By Tamara Lee
Two weeks ago, I found myself in a familiar but near-forgotten situation: Surrounded by a diverse group of strangers, in a workshop led by a well-known Canadian writer. Over a dozen years after my last university writing workshop, I've started a weekly “Master Fiction Class” with Nancy Lee.
It’s been some time since I was in a face-to-face workshop. I’ve occassionally met with writers to discuss work and I’ve workshopped in other genres over the years, but those times, and my Internet workshop experiences, were rarely as focused, or as committed to the fiction-editing process.
Nancy, off the top, let us know what her goal in this class would be—the “Master” part of the workshop. We’re meant to leave the class with a much stronger sense of how to edit our own work well, and the ability to read others’ work with an eye open for how our readings and commentaries reflect our own writing.
The writer’s ego is a hell of a thing, the newer or emerging writer especially fragile. In university, a 20-year-old's sense of self seems more dependent upon the class’s glowing acceptance of her undeniable brilliance. But as mature adults, life experience tends to provide more than deeper story-wells. Our worlds are less likely to crumble by the inevitable negative criticism: we all have husbands, wives, children, careers; outside lives acting as retaining walls.
Another trait mature emerging-writers carry with them is a greater personal craft-awareness. I’d not once been asked as a young university writing student: “What do you want to get out of this class for your writing?” The young student couldn’t possibly answer such an open question, presuming she’s there for the same reasons everyone else is: to become a writer, to validate her sense of self as a writer, and yes, grudgingly, to learn a thing or two.
But in Nancy’s class, while many of the students’ goals overlap, it was interesting to hear others’ responses; how they’ve a vested interest, a certain self-awareness, and genuine insight into their craft weaknesses and what they hope to achieve during the next 10 weeks. Each of us is at a different level, working in a different style or genre, much like any university class, yet in some ways I feel more among peers than when I was at university.
What’s scarce, but certainly not missed, is the competitive tension many university workshops have. Nancy described two common workshop models:
1) The Iowa-based
Writer’s Workshop-style: using judgement, criticism/opinion, and competition, where the writer learns through defending his choices with the aim of creating a strong writer’s voice, but often the result is writers who don’t write again for a long time;
2) The other model, Nancy’s preferred approach, is more supportive, based on informed response and considering the writer’s intention, allowing the writer to develop through more balanced critique, and learning from others’ work.

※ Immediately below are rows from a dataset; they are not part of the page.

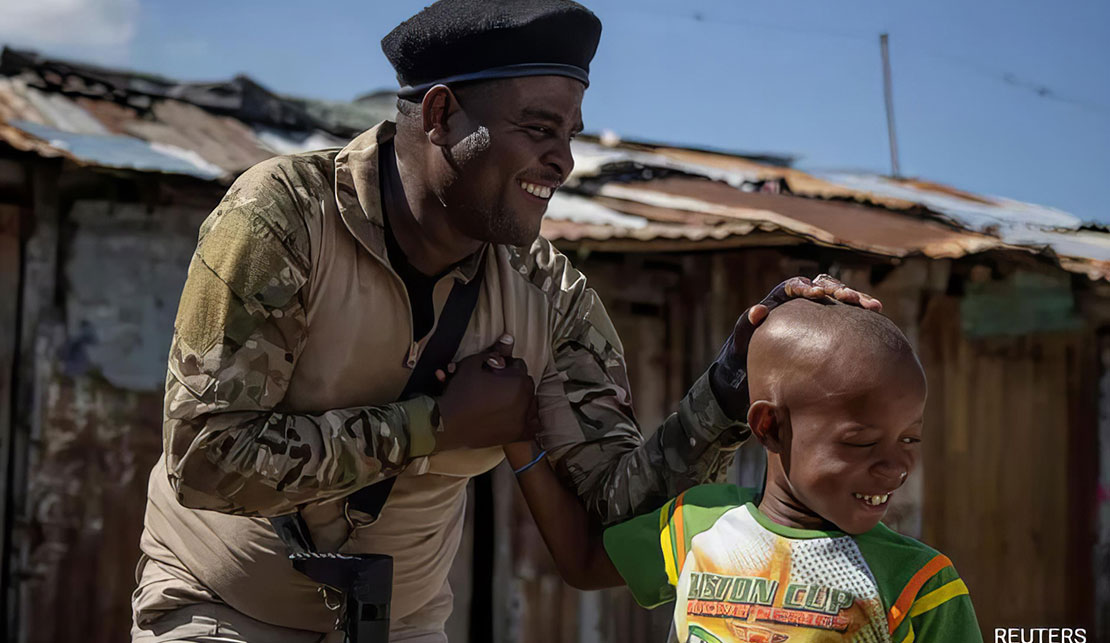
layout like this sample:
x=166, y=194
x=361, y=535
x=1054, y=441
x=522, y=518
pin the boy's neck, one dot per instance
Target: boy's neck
x=781, y=508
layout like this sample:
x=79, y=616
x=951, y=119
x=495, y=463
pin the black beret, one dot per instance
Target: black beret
x=465, y=40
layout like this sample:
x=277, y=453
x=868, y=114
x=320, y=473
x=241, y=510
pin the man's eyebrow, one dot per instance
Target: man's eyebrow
x=541, y=113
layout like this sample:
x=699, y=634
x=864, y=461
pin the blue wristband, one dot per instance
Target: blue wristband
x=528, y=465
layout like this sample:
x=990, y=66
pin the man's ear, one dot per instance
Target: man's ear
x=437, y=108
x=766, y=424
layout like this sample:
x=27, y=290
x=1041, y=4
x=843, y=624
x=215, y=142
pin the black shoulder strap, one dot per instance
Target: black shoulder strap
x=440, y=350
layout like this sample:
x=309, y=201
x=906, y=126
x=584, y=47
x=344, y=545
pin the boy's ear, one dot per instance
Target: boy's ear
x=437, y=108
x=765, y=423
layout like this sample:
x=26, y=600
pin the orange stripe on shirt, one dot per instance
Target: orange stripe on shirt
x=900, y=608
x=679, y=540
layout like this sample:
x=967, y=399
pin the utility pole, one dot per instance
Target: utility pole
x=890, y=106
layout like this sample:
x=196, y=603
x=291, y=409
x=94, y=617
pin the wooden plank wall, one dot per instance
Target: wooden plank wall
x=10, y=260
x=1009, y=422
x=999, y=449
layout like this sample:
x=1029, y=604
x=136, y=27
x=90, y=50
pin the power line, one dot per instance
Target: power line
x=1038, y=89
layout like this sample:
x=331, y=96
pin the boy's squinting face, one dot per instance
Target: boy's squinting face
x=851, y=445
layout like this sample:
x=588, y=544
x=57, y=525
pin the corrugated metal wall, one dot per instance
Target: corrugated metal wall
x=1000, y=482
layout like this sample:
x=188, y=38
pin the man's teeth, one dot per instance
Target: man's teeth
x=542, y=191
x=873, y=499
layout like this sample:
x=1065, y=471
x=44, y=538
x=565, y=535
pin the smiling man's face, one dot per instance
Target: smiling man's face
x=514, y=153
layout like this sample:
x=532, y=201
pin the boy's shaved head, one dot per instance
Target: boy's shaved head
x=807, y=350
x=837, y=400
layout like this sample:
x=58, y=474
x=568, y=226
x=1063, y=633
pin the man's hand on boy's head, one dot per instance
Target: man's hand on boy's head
x=728, y=373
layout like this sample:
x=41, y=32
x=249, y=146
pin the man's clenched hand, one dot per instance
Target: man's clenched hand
x=488, y=401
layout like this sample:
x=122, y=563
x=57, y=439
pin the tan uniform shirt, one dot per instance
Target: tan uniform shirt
x=292, y=342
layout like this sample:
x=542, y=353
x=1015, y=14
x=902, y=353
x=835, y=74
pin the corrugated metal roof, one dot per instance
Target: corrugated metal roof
x=621, y=194
x=865, y=212
x=123, y=152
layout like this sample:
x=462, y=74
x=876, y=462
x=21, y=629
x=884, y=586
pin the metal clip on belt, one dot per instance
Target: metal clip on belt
x=360, y=578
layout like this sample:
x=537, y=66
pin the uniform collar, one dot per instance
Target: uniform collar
x=359, y=197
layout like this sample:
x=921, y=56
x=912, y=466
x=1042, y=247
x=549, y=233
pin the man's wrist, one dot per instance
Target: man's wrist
x=705, y=415
x=729, y=391
x=424, y=424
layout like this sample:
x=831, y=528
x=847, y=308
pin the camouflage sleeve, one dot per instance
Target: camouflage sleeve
x=240, y=328
x=602, y=452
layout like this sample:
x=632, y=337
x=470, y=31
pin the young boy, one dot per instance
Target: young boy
x=837, y=402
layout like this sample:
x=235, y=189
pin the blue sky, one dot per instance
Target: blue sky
x=1008, y=98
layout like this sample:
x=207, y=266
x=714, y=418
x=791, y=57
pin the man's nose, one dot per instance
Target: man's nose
x=559, y=159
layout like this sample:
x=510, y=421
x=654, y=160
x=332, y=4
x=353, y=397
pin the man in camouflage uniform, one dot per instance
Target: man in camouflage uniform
x=309, y=301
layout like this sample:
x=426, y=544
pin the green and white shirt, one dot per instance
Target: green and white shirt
x=737, y=576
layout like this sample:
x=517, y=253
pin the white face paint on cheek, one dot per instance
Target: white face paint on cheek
x=472, y=146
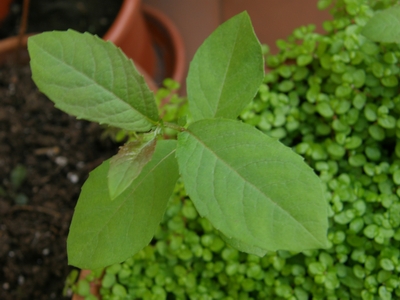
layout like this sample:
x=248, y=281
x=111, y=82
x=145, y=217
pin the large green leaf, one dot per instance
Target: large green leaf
x=104, y=232
x=127, y=164
x=226, y=71
x=91, y=79
x=384, y=26
x=251, y=187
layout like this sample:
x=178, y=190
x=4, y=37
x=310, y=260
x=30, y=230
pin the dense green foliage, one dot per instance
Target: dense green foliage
x=335, y=99
x=259, y=194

Admittedly, I became nervous at this point, thinking I’d maybe entered into the wrong class. While it’s nice to feel a bit of love, as someone whose first experience leaned heavily toward the combative approach, I’ve also experienced enough workshops to know that namby-pamby niceties will not inspire me, either.
Nancy was quick to point out that the feel-good, ‘you’re so great’ book club approach is not helpful either. In the end, she reminded us only about 10% of what’s said may be ultimately useful. Careful and informed consideration is the key; learning to ask ourselves: “Exactly why isn’t that suggestion appropriate? Why might that comment, the one I immediately resented, be the sort of advice worth truly considering? And what criticisms about his story may I apply to my own work?”
Then, as though she were reading into my well-guarded character-flaw diary, Nancy pulled out another nugget for those concerned about lacking motivation and momentum to complete a story: A writer’s inability to finish a story stems from the subconscious desire to maintain the story’s potential, as long as it’s not finished, it forever remains full of possibilities.
This week I workshopped a story I’ve been working on for years, and it didn’t go nearly as badly as I’d feared it would. Memories of angst-filled workshops-past needn’t have resurfaced. I was able to sit once again at a round-table full of strangers, staring down a growing mountain of our writerly weaknesses, as part of the communal process of just getting over it.